Spark (Kafka) streaming memory issues
I’m testing my first Spark Streaming
pipeline, which processes messages from Kafka
. However, after several test runs, I get the following error message
The Java runtime environment is out of memory to continue.
My test data is very small, so this shouldn’t happen. After reviewing the process
, I realize that previously submitted spark jobs may not have been completely deleted?
I
usually submit assignments like this, and I’m using Spark 2.2.1
/usr/local/spark/bin/spark-submit --packages org.apache.spark:spark-streaming-kafka-0-8_2.11:2.0.2 ~/script/to/spark_streaming.py
Then stop it with ‘Ctrl+C’
The last few lines of the script are as follows:
ssc.start()
ssc.awaitTermination()
Update
After I changed the way I submit the Spark Streaming job (command below), I’m still having the same issue where memory isn’t freed after killing the job.

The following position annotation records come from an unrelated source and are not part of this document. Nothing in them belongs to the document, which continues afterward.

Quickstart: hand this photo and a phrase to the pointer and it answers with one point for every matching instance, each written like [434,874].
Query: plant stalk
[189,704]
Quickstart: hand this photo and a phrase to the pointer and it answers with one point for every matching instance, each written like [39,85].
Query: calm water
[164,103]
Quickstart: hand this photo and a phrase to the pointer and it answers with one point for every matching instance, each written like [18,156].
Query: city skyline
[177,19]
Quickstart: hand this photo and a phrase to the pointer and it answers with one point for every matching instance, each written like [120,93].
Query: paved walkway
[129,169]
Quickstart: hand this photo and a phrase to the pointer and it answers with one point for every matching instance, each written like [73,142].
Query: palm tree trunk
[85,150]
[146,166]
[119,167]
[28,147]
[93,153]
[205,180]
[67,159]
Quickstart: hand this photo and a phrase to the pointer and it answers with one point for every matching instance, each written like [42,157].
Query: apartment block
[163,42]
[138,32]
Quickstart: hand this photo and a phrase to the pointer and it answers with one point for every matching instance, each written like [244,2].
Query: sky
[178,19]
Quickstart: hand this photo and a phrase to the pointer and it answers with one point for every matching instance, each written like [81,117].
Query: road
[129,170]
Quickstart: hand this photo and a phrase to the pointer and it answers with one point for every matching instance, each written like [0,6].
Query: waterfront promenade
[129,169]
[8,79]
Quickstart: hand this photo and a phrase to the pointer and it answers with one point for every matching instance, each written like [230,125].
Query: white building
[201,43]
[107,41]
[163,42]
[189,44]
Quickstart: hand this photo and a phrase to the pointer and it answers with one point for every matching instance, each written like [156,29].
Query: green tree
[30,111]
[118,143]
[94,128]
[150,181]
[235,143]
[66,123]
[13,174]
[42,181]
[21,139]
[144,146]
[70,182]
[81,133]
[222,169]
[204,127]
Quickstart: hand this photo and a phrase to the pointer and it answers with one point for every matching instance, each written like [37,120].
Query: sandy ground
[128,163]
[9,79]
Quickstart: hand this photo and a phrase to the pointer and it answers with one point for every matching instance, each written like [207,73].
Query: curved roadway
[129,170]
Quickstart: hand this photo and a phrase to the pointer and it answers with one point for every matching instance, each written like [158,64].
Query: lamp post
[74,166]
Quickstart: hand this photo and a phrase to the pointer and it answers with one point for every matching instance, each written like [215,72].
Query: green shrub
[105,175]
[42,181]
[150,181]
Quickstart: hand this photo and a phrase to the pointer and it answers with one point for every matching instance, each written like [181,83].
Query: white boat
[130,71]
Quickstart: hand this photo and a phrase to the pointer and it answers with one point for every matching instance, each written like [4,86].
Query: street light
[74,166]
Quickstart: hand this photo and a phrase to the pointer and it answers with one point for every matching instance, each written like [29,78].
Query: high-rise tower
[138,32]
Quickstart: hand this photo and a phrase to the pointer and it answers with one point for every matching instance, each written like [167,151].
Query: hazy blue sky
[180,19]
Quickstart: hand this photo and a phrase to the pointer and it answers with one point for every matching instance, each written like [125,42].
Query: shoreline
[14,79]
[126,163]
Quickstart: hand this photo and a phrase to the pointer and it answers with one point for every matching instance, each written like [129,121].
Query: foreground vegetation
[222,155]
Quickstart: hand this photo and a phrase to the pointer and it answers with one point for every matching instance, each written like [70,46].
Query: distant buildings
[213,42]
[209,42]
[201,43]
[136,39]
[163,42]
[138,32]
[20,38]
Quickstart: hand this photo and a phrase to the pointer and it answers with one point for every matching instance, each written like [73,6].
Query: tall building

I only started Hadoop
and Spark
for those 4 EC2 nodes.
/bin/spark-submit --packages org.apache.spark:spark-streaming-kafka-0-8_2.11:2.0.2 --py-files ~/config.py --master spark://<master_IP>:7077 --deploy-mode client ~/spark_kafka.py
Solution
When you press Ctrl-C, only the submitter process is interrupted and the job itself continues to run. Eventually your system runs out of memory to start a new JVM.
Also, even if you restart the cluster, all previously run jobs will be restarted again.